Chutes de pierres et de séracs, crevasses, fonte de la neige et de la glace, avalanches… Ces processus géomorphologiques et glaciologiques ont toujours fait partie de la haute montagne et sont connus de celles et ceux qui la fréquentent et y travaillent, comme les alpinistes et les gardiens de cabanes. « Sous l’impact du changement climatique, ces phénomènes deviennent plus fréquents et plus intenses », indique Jacques Mourey, postdoctorant et premier assistant au Centre interdisciplinaire de recherche sur la montagne de l’UNIL (CIRM), à Bramois en Valais. Le géographe étudie notamment comment cet environnement toujours plus mouvant et dangereux influence les itinéraires d’alpinisme et la profession de guide.
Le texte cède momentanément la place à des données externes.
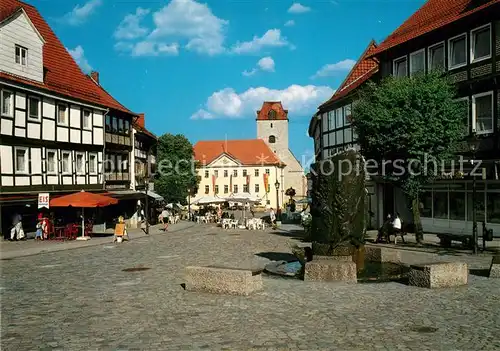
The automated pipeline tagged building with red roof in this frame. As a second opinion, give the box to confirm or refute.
[309,40,379,161]
[0,0,157,235]
[193,101,306,209]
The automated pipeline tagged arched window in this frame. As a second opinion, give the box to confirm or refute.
[269,135,276,143]
[268,110,277,120]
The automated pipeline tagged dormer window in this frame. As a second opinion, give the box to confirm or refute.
[15,45,28,67]
[268,110,277,120]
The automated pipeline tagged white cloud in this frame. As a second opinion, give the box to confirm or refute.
[191,109,214,120]
[288,3,311,14]
[191,84,334,119]
[284,20,295,27]
[149,0,228,55]
[67,45,92,72]
[231,29,289,54]
[258,57,275,72]
[115,41,179,56]
[311,59,356,79]
[114,8,150,40]
[61,0,102,26]
[242,56,275,77]
[242,69,257,77]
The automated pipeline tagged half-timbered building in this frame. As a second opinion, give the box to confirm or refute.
[0,0,138,235]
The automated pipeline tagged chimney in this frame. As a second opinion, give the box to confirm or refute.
[136,113,145,128]
[90,71,99,84]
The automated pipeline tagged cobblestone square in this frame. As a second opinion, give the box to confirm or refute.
[1,223,499,350]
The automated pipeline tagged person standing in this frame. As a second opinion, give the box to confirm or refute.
[269,208,276,225]
[10,213,25,241]
[392,213,404,244]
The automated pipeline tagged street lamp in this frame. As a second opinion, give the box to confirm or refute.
[467,132,480,254]
[275,180,280,220]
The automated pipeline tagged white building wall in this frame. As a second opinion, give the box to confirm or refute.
[0,10,44,83]
[193,157,283,208]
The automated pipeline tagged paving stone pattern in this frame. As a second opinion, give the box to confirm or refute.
[1,223,500,350]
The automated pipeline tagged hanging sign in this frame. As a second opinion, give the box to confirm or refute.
[38,193,50,209]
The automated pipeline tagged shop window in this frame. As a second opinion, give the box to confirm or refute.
[487,192,500,224]
[419,191,432,217]
[433,192,448,219]
[467,192,486,222]
[449,192,466,220]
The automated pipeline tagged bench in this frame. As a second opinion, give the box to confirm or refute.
[409,262,468,288]
[437,233,472,248]
[184,266,263,295]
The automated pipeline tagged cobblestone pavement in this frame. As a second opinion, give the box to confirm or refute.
[1,222,499,350]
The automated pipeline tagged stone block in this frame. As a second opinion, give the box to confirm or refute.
[185,266,263,296]
[365,246,401,263]
[489,256,500,278]
[409,262,468,288]
[304,260,357,283]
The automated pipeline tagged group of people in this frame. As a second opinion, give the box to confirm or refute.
[376,212,404,243]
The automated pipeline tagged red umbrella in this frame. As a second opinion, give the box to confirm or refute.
[50,190,118,207]
[50,190,118,240]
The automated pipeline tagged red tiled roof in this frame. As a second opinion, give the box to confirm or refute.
[0,0,134,114]
[256,101,288,120]
[373,0,500,55]
[194,139,284,166]
[320,41,379,108]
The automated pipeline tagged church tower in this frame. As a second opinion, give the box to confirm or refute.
[256,101,289,155]
[256,101,306,205]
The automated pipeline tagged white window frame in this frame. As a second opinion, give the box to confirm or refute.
[472,91,494,135]
[1,89,14,117]
[15,45,28,67]
[46,149,58,175]
[28,96,41,121]
[470,23,491,64]
[343,104,352,125]
[61,151,71,174]
[57,104,68,126]
[392,55,407,77]
[454,97,470,135]
[409,49,425,76]
[82,109,92,130]
[427,41,445,72]
[448,33,467,70]
[14,146,29,174]
[75,152,85,175]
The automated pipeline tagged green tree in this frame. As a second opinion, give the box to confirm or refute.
[155,133,200,205]
[352,72,465,243]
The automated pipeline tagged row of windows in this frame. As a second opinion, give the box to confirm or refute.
[420,187,500,224]
[455,91,495,135]
[322,103,353,132]
[393,23,492,77]
[204,168,271,178]
[204,183,270,194]
[104,153,129,173]
[13,147,97,175]
[105,115,131,135]
[1,90,93,129]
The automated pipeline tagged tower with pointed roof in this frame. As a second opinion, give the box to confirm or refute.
[256,101,306,203]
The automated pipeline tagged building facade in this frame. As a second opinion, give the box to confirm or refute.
[308,41,380,229]
[193,139,285,209]
[131,113,157,192]
[0,0,150,234]
[370,0,500,235]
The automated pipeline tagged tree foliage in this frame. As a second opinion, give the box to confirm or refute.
[155,133,200,205]
[352,72,466,239]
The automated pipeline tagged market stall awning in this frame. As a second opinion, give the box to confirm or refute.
[141,190,164,202]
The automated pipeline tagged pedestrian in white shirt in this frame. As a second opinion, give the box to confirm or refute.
[392,213,405,244]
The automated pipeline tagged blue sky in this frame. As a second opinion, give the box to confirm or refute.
[32,0,424,164]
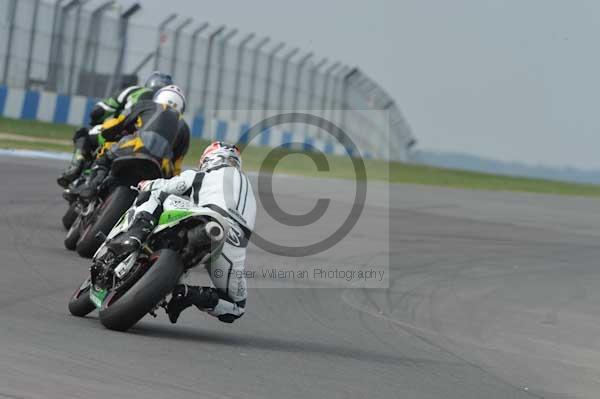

L’emblématique topoguide de Michel Vaucher, Les Alpes valaisannes : les 100 plus belles courses, publié en 1979, sert de base de travail à Jacques Mourey, lui-même accompagnateur en montagne et alpiniste. « Cette sélection d’itinéraires est idéale pour établir des comparaisons avec aujourd’hui. L’ouvrage présente des courses, toujours fréquentées au XXIe siècle, de tous niveaux et sur tous types de terrains. » Le chercheur en a sélectionné 36, situées dans les vals d’Anniviers, d’Hérens, d’Hérémence et de Bagnes.
Pros de la montagne, cartographes en herbe
Jacques Mourey s’est entretenu avec des alpinistes pro et des gardiens de cabanes, qui, pour une bonne partie d’entre eux, fréquentent ces itinéraires phares depuis les années 80. « Je leur ai demandé quelles modifications ils avaient constatées sur ces parcours et ils me les ont dessinées. » Le scientifique a ensuite retravaillé le tout et compilé les résultats à l’aide de logiciels de cartographie, des systèmes d’information géographique (SIG). Un exemple ci-dessous avec les changements annotés à la main par les participants, sur des itinéraires vers la Dent-Blanche, puis retravaillés par SIG.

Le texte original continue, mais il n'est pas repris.